I suggested we revise our travel plans and split for Vegas the next day, while we were still hot. But with luck like that, we knew the coming week of riding was going to be worth more than anything we could take home from Sin City.

The Portal trail skirts along a ledge 1,000 feet above town. Portal is legendary for the deaths of three riders – and, apparently, many more near-deaths – but most of it is rideable and the parts that aren’t are well-marked. To qualify my above remarks, there’s not much point in spotting on the tricky sections of Portal. If someone biffed and you caught them, you’d probably both go over the side. As it turned out, Jason rode most of the section marked off by the signs and had designs on the rest, but we prevailed on his better sense. Jim took a spill, which I captured on video, and he wants you to know that I was never in place to shoot the many jumps, drops and rockeries he cleaned. (That’s because he was always riding too far off the front!)

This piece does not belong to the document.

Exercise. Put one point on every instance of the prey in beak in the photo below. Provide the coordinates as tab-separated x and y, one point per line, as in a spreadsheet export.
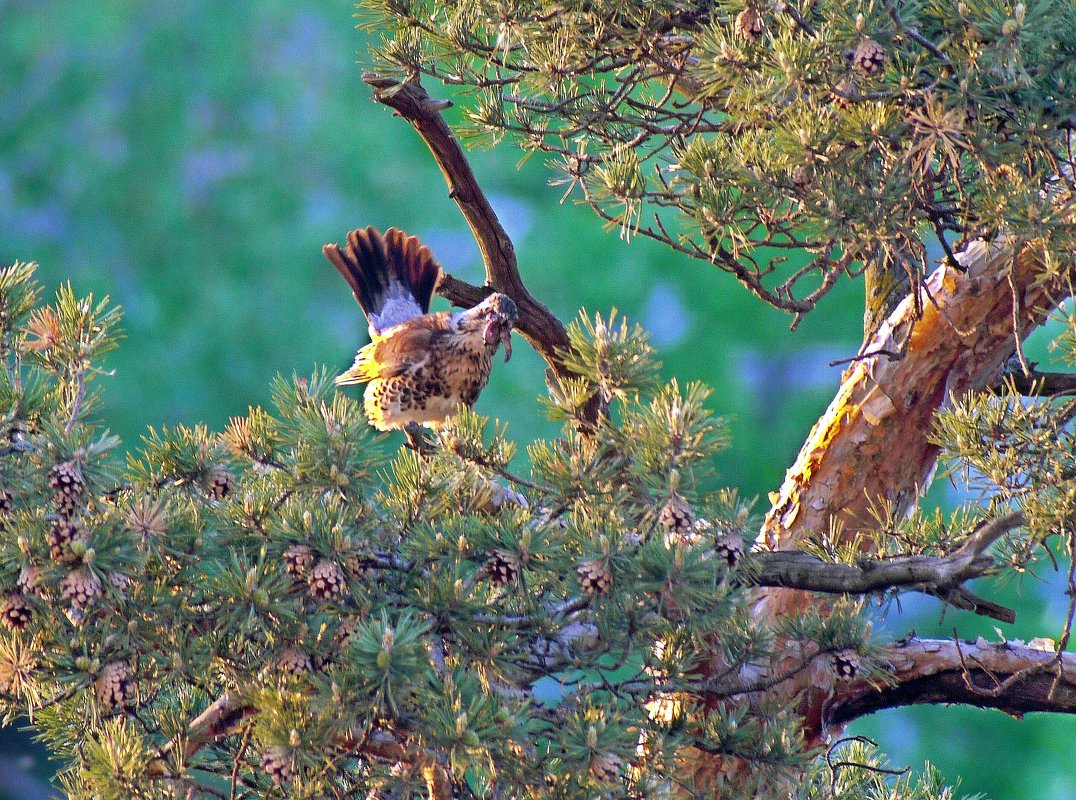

On the opposite trailhead we met a couple of women hikers and chatted. One had spent several years in Juneau and could one-up any rain stories we soggy Seattleites could tell her. Near the trail sign there was a metal rod hammered into the rock. I asked her what it was for, and she said it was used to tie off search-and-rescue operations, going after riders who’d slipped over the edge but were clinging to life on an outcropping below. Particularly at night, the tie-off was vital.

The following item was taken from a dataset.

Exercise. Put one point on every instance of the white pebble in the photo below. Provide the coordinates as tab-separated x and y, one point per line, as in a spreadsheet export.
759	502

I don’t even like to look over ledges that high up. But as the hiker put it, “For years the big thing in Moab was to do Portal without dabbing.” And if you missed, well, that’s what the S&R, emphasis on the R, people were there for.

From Portal the trail switchbacks down to the river on steep, drop-injected rockery that’s a challenge to walk, let alone ride. I used the excuse as ride videographer to take my time, but Jim and Jason were cleaning most everything. The thought of Jim losing his pivot bolt on one of those drops made me shudder, but luck had been with us this day. Too bad Utah bans casinos.